A 2013 study (n=12) compared enclomiphene citrate as an alternative to topical testosterone. While I question the researchers choice in using topical testosterone as the control due to its spotty record when compared to IM administration, there’s no doubt that the result shows that enclomiphene is a valid alternative. After 6 months, testosterone levels for the gel were on average 545pg/dL, while enclomiphene was at 525pg/dL, with the latter showing higher LH, FSH and higher sperm concentrations.
A 2014 study (n=113) ran a similar test, and again we see an increase in LH, this time dose dependent. The test gel had a decrease in LH of -2.4miU/mL while 12.5 mg and 25mg of enclomiphene increased 4.8 and 6.9 miU/mL respectively. These results were mirrored with FSH, though sperm concentration seems to peak at 12.5mg daily, with 25mg having a negative impact compared to baseline values.
What we do NOT see, however, is a dose dependent change in total testosterone. The topic gel increased testosterone by 253.7ng/dL, 12.5mg of enclomiphene increased test by 258.5ng/dL, and oddly 25mg increased test by the lower amount of 197.3ng/dL.
Assuming that the study was not flawed in some way, this shows that 12.5mg of enclomiphene is the sweet spot, with 25mg providing no benefit. However, I do question this compounds use as a PED given the limit of its increase to test. Instead, it seems it should occupy a fertility and HPTA recovery function for those coming off of exogenous testosterone OR a TRT alternative where the user does not pair this with additional exogenous testosterone.

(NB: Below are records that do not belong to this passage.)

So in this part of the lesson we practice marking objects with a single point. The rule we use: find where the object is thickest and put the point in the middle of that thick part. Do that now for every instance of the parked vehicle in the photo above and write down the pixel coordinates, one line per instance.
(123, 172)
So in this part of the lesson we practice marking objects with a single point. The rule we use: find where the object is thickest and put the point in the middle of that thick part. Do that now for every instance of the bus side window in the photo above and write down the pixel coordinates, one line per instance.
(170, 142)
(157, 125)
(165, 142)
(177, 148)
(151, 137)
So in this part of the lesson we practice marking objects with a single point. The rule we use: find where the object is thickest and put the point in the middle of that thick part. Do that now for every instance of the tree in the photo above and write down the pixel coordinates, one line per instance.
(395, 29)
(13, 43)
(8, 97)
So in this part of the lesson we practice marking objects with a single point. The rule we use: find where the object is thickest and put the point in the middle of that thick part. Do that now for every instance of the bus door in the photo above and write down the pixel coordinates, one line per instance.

This post was prompted by this post which in turn was based on this. Baseline of testosterone for /u/SpaceBound91 is 776ng/dL, and post 4 weeks of enclomiphene was sitting at 1148ng/dL. In my opinion, this user is very fortunate to have a relatively high baseline, probably as a result for the healthy and active lifestyle he describes. This 47% increase in testosterone puts him outside of this labs range. For comparison, it’s a little above where I sit in my trough (5-7 days post last injection) on 200mg TRT. Performance enhancing? Not really, but I bet he feels good on it. I also think it may be a little atypical given the average test result in the 2014 study, and caution others that they may not achieve the same result, especially if their baseline is on the lower end of the normal range.
I’m not going to be dropping my vials for this compound, at least not yet. But I might, one day, when the wife demands that second kid and I temporarily stop injecting due to TRT's impact on fertility. As for you, is this a good compound? That depends on where you’re at: if you are B&C’ing, this is not for you. If you are doing SARM only cycles or are looking at alternatives to TRT this is a viable option.